Quanto melhor for o equilíbrio emocional sobre a pandemia do irmão mais velho, mais bem preparado poderá estar para auxiliar os adultos nas tarefas familiares. Para que uma criança esteja, minimamente, bem resolvida em relação ao que se passa com a pandemia é necessário que os pais e seus cuidadores também o estejam. A ansiedade, a calma ou o nervosismo dos adultos são absorvidos quase de forma direta pelas crianças. “Com calma, paciência e tempo, os adultos devem parar para explicar o que se passa, tirar dúvidas, perguntar como encaram a pandemia, se têm medos e tentar desconstruir esses medos”, explica Marta Martins Leite.
“As soluções de recurso são para ser usadas pontualmente, na altura de fazer um telefonema ou participar numa reunião curta”, exemplifica a psicóloga clínica. É bem possível que se a situação se prolongar, um jovem de 15 ou 16 anos rapidamente se volta para o seu telemóvel e deixe o mais pequeno, entre os 6 e os 10 anos por exemplo, entregue também ao seu gadget. “Se por um lado, os pais não têm alternativas e ficam sem recursos, por outro, colocam os filhos mais velhos numa posição delicada de se transformarem em adultos. Algo que altera sempre a relação destes irmãos e ao tomar esse papel de adulto, vai moldar a sua personalidade, tal como tudo o que se passa na infância”, assegura Marta Martins Leite. Mais do que analisarmos se é um rapaz a proteger a irmã mais nova, ou uma irmã mais maternal a tratar de um irmão pequenino, a maior diferença prende-se consoante a relação que têm um com o outro. “O relacionamento entre irmãos é extremamente complexo, ao nível das emoções, da maturidade e da responsabilidade que possam ter ou não. As crianças nunca deveriam estar sozinhas. Mais do que ser prejudicial, correm riscos de acidentes domésticos por pequenas distrações que um adulto não teria.”
Aos primogénitos não lhes pode ser pedido que assumam as responsabilidades, que deem o exemplo, que sejam o modelo e que tenham a autoridade de um pai ou mãe, até porque as relações entre irmãos vivem de amor, amizade e cumplicidade, mas também de zangas e rivalidades. E, afinal quem toma conta do irmão mais velho?
DICAS PARA MANTER OS FILHOS DEBAIXO DE OLHO DURANTE O TELETRABALHO
-Sempre que possível, os pais podem tentar revezar-se no tempo de trabalho. Criar uma espécie de turno, um de manhã e o outro de tarde, para haver sempre um adulto mais disponível.
-Os pais/mães devem tentar definir os horários de trabalho, planeando atividades mais formais e estruturadas para as crianças mais pequenas permitindo-lhes também estar mais ocupadas de forma mais autónoma.
-Tentar dar previsibilidade às crianças na organização dos dias da família, planeando no início da semana o que for possível planear, definindo papéis e tarefas com antecipação.
–Organizar os espaços da casa, definindo locais de trabalho e locais de lazer.
-Colocar os filhos mais pequenos por perto, na mesma divisão, para estando a participar numa reunião profissional, manterem-nos debaixo de olho.

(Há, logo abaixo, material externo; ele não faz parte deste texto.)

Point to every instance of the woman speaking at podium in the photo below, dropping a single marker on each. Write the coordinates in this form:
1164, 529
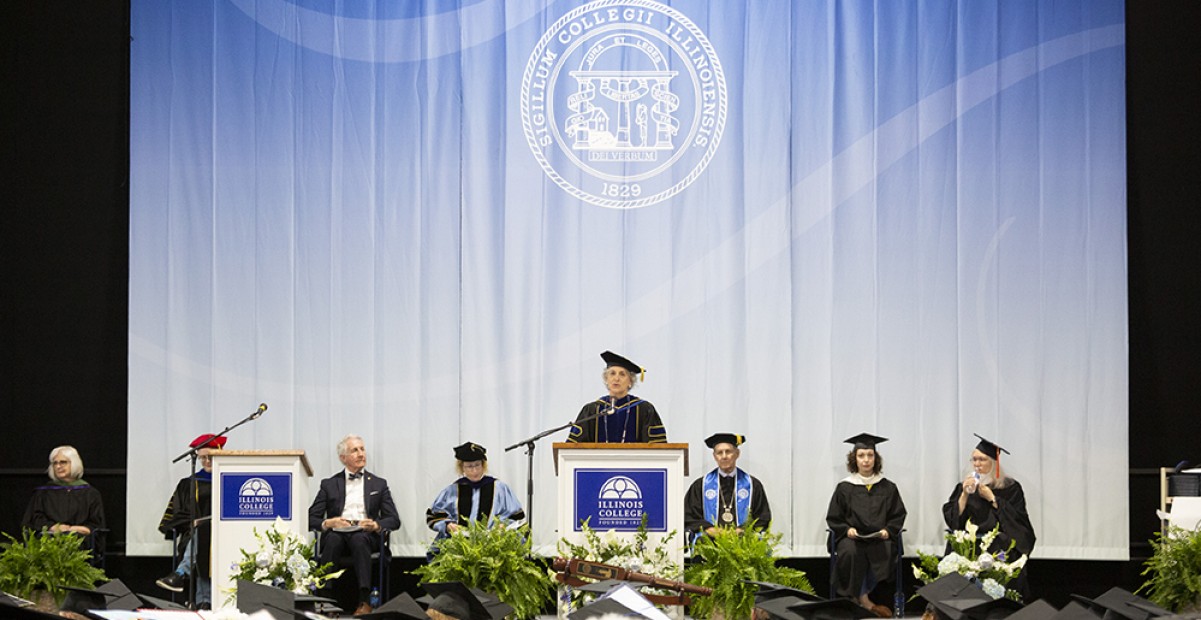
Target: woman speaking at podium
619, 417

-Pedirem aos filhos para fazerem algumas atividades, como sejam uma cópia, um desenho, um puzzle ou jogar, junto dos adultos.
-Comunicar com frequência com o outro elemento do casal parental sobre o que necessitam e sentem e fazer o mesmo com os filhos, para que se possam ir ajustando rotinas, estratégias, detetando dificuldades e problemas precocemente.